Ed Pollack

Introducing schema documentation in SQL Server

May 25, 2016 by

Description

We often have a need to view object definitions in SQL Server, whether they be tables, triggers, or foreign keys. The built in tools are great for an object here and there, but are very cumbersome if you’re looking to generate create statements for a large number of objects.

We will be introducing (and reintroducing) many different system views that provide valuable information about objects within SQL Server. This will allow us to understand how to locate and use information about our data and then be able to perform extremely useful tasks, such as creating copies of our schema, validating correctness, or generating schema for testing purposes.

Background and Purpose

Being able to quickly display the CREATE statement for an object can be extremely useful. Not only does this allow us to review our database schema, but it allows us to use that information to build out copies of some or all of those structures. Why would we ever want to do this? There are many good reasons, some of which I’ll list here:

  • Quickly view the definition of a single object.
  • Automated Schema Validation
  • Generate a creation script, to be used to build those objects elsewhere.
  • Use the creation scripts from multiple databases in order to compare/contrast objects.
  • View all objects within a table in a single script.
  • View all or some objects in a database based on customized input.
  • Generate creation scripts for use in source control.

SQL Server Management Studio allows you to right-click on any object that is viewable from the database tree and choose to generate a create statement from it, like this:

The resulting TSQL is as follows:

Wow…that is quite a bit of output for a single table. If all we needed was some information about this table, and we didn’t mind the extra output, then this would generally be adequate. If we were looking for schema creation scripts for an entire schema, database, or some other large segment of objects, then this approach would become cumbersome. Right-clicking a hundred times is not my idea of fun, nor is it something that can be easily automated.

Some of the output can be customized. For example, if I wanted to turn off the scripting of extended properties, I could do so via the SSMS options as follows:

While this menu allows for quite a bit of customization of scripting output, the idea of having to return to this menu whenever I would like to change what I am outputting does seem a bit slow. While clicking through menus is easy, it’s slow and manual, both attributes I don’t generally like to incorporate into my workday 🙂

I’m always looking for ways to automate and speed up clunky or slow processes—especially those that rely on any significant element of manual labor. Typically, the more we are doing by hand as part of routine processes, the greater the chance something will go wrong. We’re human, and while I consider myself an expert in right-clicking, if I had to do that a hundred times every Monday in order to validate some portion of schema, it’s unclear whether I would make a mistake or lose my mind first.

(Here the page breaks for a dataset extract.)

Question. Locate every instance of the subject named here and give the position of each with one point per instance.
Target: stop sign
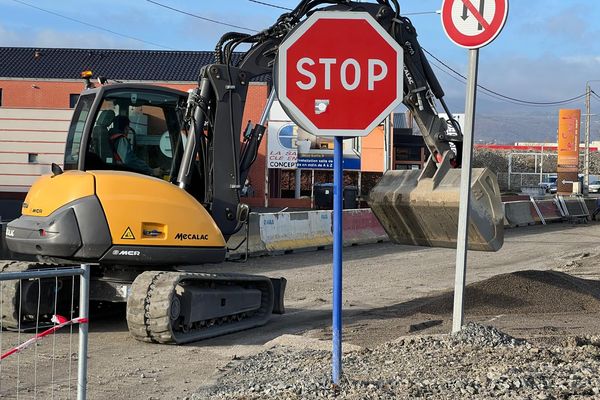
(339, 74)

Either way, I’d like to propose an alternative to all of these possibilities. Using data collected from system views, we can do all of this ourselves. Once we have sufficiently researched and gathered data from system views, we can create a stored procedure using those collection processes and automate everything into a stored procedure call with a handful of parameters.

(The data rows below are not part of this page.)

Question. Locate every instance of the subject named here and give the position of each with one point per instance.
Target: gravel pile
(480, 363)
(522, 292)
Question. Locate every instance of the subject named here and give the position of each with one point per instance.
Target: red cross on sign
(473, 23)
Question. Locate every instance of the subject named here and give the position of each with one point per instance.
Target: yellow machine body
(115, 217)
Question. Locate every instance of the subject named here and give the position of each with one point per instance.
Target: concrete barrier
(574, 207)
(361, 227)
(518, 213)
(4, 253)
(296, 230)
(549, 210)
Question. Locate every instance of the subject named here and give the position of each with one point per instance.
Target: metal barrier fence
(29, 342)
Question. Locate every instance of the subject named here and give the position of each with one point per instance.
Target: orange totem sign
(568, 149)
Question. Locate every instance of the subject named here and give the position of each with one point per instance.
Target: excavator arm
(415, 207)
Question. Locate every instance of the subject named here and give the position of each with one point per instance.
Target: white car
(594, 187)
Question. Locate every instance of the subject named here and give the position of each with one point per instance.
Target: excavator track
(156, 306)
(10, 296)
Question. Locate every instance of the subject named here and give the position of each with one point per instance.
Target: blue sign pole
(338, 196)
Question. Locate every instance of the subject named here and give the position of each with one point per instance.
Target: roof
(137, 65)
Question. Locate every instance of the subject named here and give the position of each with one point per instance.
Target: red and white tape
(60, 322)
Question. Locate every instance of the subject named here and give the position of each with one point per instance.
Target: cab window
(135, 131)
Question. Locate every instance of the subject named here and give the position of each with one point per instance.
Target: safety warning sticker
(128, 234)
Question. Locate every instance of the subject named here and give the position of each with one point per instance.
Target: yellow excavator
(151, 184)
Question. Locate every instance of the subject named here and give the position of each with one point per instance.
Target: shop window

What follows is an introduction to these views, how to use them in order to gather useful information about our database and the objects within.

Using System Metadata to Understand our Database

SQL Server provides a wide variety of system views, each of which provides a vast array of information about objects within SQL Server. These allow us to learn about table attributes, system settings, or view what sorts of schema exist in any database.

This analysis will focus on the primary structures that make up any database and that house our data: schemas, tables, constraints, indexes, and triggers. We’ll also throw in extended properties in order to illustrate our ability to learn about some of the less used (but potentially handy) components within SQL Server.

Schemas & Tables

Schemas and tables are easy to understand. From within a database, we can view a list of schemas like this:

Running this query lists all schemas within our database. Schemas are useful for organizing database objects and/or applying more granular security to different types of data. When run on AdventureWorks, the results of the above query are:

The results are simply a list of schema names within the database. The view contains the schema name, its ID, and the ID of its owner. Database roles appear in the list as well. While their inclusion may seem confusing, eliminating them is easy when we join this view to other views of interest. This view contains all entities that are capable of owning others from the context of database schemas. Some of the schemas above are familiar, such as dbo (the default schema in SQL Server), and the AdventureWorks-specific ones, such as Sales, Purchasing, or HumanResources.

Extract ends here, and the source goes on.